Extracting data from text file after a specified word

Dear Community,
I need some help with reading a text file, and could not find another answer on this forum.
I have a set of text files that contains x and z data. The files are saved in the same working directory as my script in .txt files. The files do not all have the same structure. The only thing that is constant is that the data starts after the same word. I have attached a .txt file that resembles what my data looks like
My question is. How can I write a script that extract the 3 columns of data underneath the word "Start Data?" I was thinking about writing a script that searches the string "Start Data" and then extracts the lines with numbers underneath. But I do not know how this can be made.
I hope that someone here can help me.

 Accepted Answer

The textscan function works well for these sorts of problems if the files have a consistent internal structure —
contents = fileread('ExampleTXTFile.txt') % View File Contenst
contents =
'RANDOM TEXT LINE 1 RANDOM TEXT LINE 2 RANDOM TEXT LINE 3 RANDOM TEXT LINE 4 START DATA 1 0.00 0.00 0.00 -52.542 -11.457 1.0 0.00 -0.26 1.00 8.54 1.56 1.00 14.46 1.68 1.00 24.50 4.99 1.00 RANDOM TEXT LINE 5 RANDOM TEXT LINE 6 RANDOM TEXT LINE 7 RANDOM TEXT LINE 8 START DATA 1 0.000 0.000 0.000 0.000 -0.270 1.000 1.850 0.350 1.000 3.650 -0.270 1.000 4.280 -0.220 1.000 8.750 1.030 1.000 11.080 1.490 1.000 12.610 1.590 1.000 13.590 1.590 1.000 18.340 1.820 1.000 18.810 1.870 1.000 23.400 3.460 1.000 28.120 5.060 1.000 29.800 4.990 1.000 34.610 3.380 1.000 41.030 1.200 1.000 41.920 1.120 1.000 45.580 1.000 1.000 47.250 0.870 1.000 50.890 -0.330 1.000 52.910 -0.530 1.000 60.070 -2.570 1.000 69.840 -3.270 1.000 81.280 -3.740 1.000 86.290 -4.070 1.000 89.340 -5.180 1.000 89.940 RANDOM TEXT LINE 9 RANDOM TEXT LINE 10 RANDOM TEXT LINE 11 RANDOM TEXT LINE 12'
fidi = fopen('ExampleTXTFile.txt','rt');
k1 = 1;
while ~feof(fidi)
C = textscan(fidi, '%f%f%f', 'HeaderLines',5, 'CollectOutput',true);
M = cell2mat(C);
if isempty(M) % Empty Matrix Indicates End-Of-File
break
end
D{k1,:} = M;
fseek(fidi, 0, 0);
k1 = k1 + 1
end
k1 = 2
k1 = 3
fclose(fidi);
D % Individual File Sections
D = 2×1 cell array
{ 6×3 double} {27×3 double}
Out = cell2mat(D) % Vertically Coincatenated Results
Out = 33×3
0 0 0 -52.5420 -11.4570 1.0000 0 -0.2600 1.0000 8.5400 1.5600 1.0000 14.4600 1.6800 1.0000 24.5000 4.9900 1.0000 0 0 0 0 -0.2700 1.0000 1.8500 0.3500 1.0000 3.6500 -0.2700 1.0000
figure
hold on
for k = 1:numel(D)
plot3(D{k}(:,1), D{k}(:,1), D{k}(:,1), '.-', 'DisplayName',["D\{"+k+"\}"])
end
grid on
xlabel('D\{:\}(:,1)')
ylabel('D\{:\}(:,2)')
zlabel('D\{:\}(:,3)')
legend('Location','best')
view(-30,30)
EDIT — (18 Jan 2024 at 15:26)
Added plot.
.

6 Comments

Hi Star Strider,
Thank you for your anwer.
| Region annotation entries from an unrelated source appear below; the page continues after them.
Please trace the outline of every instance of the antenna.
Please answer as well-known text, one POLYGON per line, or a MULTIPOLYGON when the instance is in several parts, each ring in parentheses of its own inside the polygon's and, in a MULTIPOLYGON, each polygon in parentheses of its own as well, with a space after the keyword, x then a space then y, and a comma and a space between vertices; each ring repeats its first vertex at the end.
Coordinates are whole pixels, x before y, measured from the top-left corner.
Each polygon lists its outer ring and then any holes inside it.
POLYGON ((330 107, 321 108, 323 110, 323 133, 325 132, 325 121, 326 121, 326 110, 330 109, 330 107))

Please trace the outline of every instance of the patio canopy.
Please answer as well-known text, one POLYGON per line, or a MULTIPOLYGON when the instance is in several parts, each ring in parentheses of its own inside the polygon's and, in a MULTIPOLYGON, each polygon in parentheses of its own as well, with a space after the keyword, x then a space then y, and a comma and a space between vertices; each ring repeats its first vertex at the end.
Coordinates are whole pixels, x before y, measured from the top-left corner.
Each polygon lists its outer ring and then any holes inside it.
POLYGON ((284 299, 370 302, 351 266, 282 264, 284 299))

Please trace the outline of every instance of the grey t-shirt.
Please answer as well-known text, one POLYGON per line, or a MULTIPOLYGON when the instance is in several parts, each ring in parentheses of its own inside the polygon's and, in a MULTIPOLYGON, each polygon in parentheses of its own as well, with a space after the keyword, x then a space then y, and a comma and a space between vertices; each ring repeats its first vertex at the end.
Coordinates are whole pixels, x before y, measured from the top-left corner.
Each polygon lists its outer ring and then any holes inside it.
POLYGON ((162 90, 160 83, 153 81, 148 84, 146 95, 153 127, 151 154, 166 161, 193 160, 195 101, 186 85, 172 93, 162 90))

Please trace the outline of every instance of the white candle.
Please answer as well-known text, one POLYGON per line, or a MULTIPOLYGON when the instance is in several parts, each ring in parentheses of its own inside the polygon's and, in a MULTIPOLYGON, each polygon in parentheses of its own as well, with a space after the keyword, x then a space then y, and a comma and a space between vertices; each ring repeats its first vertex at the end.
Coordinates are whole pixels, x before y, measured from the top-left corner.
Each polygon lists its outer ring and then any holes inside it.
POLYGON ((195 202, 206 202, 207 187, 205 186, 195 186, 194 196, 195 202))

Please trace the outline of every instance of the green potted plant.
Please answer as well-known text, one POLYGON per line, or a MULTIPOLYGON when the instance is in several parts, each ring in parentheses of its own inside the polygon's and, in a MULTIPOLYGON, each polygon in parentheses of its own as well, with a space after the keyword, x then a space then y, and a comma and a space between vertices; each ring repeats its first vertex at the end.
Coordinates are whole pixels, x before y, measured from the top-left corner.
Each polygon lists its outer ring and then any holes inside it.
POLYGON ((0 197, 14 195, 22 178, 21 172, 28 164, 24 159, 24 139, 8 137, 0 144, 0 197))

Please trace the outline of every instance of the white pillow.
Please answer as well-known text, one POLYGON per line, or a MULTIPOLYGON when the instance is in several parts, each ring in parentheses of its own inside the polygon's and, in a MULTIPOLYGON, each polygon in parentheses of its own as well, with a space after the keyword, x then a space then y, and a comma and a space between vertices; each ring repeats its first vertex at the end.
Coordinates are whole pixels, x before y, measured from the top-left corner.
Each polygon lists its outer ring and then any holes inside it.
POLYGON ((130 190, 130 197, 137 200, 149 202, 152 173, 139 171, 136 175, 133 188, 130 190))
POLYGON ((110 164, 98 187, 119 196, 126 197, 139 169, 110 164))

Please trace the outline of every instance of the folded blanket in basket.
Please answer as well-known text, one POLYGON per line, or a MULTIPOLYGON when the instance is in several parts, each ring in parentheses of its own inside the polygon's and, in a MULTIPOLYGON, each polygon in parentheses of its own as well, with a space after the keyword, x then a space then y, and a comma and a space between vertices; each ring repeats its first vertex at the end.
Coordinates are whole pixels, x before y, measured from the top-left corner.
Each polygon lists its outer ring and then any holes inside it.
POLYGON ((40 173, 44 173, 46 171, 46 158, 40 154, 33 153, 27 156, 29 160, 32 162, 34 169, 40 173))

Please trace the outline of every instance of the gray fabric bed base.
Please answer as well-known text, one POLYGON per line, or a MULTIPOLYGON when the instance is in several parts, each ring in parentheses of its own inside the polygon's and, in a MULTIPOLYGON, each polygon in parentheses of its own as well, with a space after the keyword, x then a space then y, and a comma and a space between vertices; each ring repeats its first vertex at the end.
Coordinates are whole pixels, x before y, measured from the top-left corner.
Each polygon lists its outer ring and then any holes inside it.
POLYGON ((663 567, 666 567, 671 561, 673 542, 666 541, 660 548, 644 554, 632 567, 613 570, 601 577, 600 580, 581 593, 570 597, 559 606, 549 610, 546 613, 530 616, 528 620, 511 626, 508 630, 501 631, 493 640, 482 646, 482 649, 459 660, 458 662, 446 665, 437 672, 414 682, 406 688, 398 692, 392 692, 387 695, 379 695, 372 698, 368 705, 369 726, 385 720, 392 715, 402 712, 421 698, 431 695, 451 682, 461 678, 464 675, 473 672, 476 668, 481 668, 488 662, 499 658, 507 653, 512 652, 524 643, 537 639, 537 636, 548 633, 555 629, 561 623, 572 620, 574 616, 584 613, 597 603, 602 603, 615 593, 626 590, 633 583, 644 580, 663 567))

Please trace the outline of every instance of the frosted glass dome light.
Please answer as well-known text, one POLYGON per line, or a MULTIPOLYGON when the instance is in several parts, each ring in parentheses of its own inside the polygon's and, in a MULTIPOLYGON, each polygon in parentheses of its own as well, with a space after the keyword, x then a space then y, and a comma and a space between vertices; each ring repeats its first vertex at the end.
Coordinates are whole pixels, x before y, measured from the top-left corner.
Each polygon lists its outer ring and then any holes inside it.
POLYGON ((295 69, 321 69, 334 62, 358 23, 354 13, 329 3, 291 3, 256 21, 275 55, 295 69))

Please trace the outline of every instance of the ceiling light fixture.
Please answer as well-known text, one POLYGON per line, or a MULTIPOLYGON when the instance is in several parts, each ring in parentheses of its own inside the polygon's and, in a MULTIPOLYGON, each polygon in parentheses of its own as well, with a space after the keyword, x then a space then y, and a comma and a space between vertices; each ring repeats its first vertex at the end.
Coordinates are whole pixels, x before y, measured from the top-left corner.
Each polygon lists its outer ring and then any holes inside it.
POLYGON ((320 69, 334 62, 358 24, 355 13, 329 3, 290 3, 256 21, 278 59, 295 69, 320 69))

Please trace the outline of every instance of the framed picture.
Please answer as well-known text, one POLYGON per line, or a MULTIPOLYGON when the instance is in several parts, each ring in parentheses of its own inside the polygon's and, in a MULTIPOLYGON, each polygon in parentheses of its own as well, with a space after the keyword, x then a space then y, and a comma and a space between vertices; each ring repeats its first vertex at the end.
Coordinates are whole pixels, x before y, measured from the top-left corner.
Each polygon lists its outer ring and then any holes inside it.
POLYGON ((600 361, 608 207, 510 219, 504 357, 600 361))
So far, I am getting it to work. I do have a question about one of the lines:
C = textscan(fidi, '%f%f%f', 'HeaderLines',5, 'CollectOutput',true);
In the example file I sent, the number of HeaderLines is indeed 5. THis however is not the case for all other files. Does it matter what value i assign for 'HeaderLines' ? Or does it simply skip the first five lines?
Many thanks in advance.
My pleasure!
The number of header lines needs to be adapted to the particular file.
One way to determine that progrmmatically would be something like this:
fidi = fopen('ExampleTXTFile.txt','rt'); % Open File For Reading
HL = 0;
tgt = false;
while ~feof(fidi) & ~tgt % Set Limits
txtline = fgetl(fidi); % Read Line Removing Newline Characters
tgt = contains(txtline, 'START DATA'); % Test For Target String
HL = HL+1; % Increment 'H(eader)L(ines)’ Counter
end
HL % Check Counter
HL = 5
frewind(fidi) % Rewind File To Beginning
k1 = 1;
while ~feof(fidi)
C = textscan(fidi, '%f%f%f', 'HeaderLines',HL, 'CollectOutput',true);
M = cell2mat(C);
if isempty(M) % Empty Matrix Indicates End-Of-File
break
end
D{k1,:} = M;
fseek(fidi, 0, 0);
k1 = k1 + 1;
end
D % Individual File Sections
D = 2×1 cell array
{ 6×3 double} {27×3 double}
Again, this requires that the file has a regular and repeating structure, or this code will fail.
.
Thanks for answering. The problem is that the files that I have do not follow a coherent structure, because the data has been built up over a period of 10-15 years. I will have to try something else in that case.
Anyway, many thanks for your help.
Without examples of the other files, one option is to just check every segment for the number of header lines, ignore them, and then read the following segment. In addition, I created it as a function to make it easier to read multiple files.
Using the current file —
filename = 'ExampleTXTFile.txt';
NumericSegments = readFiles(filename)
NumericSegments = 2×1 cell array
{ 6×3 double} {27×3 double}
NumericSegments{1}
ans = 6×3
0 0 0 -52.5420 -11.4570 1.0000 0 -0.2600 1.0000 8.5400 1.5600 1.0000 14.4600 1.6800 1.0000 24.5000 4.9900 1.0000
NumericSegments{2}
ans = 27×3
0 0 0 0 -0.2700 1.0000 1.8500 0.3500 1.0000 3.6500 -0.2700 1.0000 4.2800 -0.2200 1.0000 8.7500 1.0300 1.0000 11.0800 1.4900 1.0000 12.6100 1.5900 1.0000 13.5900 1.5900 1.0000 18.3400 1.8200 1.0000
function D = readFiles(filename)
fidi = fopen(filename,'rt'); % Open File For Reading
k1 = 1;
while ~feof(fidi)
HL = 0;
tgt = false;
while ~feof(fidi) & ~tgt % Set Limits
txtline = fgetl(fidi); % Read Line Removing Newline Characters
tgt = contains(txtline, 'START DATA'); % Test For Target String
HL = HL+1; % Increment 'H(eader)L(ines)’ Counter
end
% HL % Check Counter
HL = 0;
% pos = ftell(fidi) % Get Current Position In File
while ~feof(fidi)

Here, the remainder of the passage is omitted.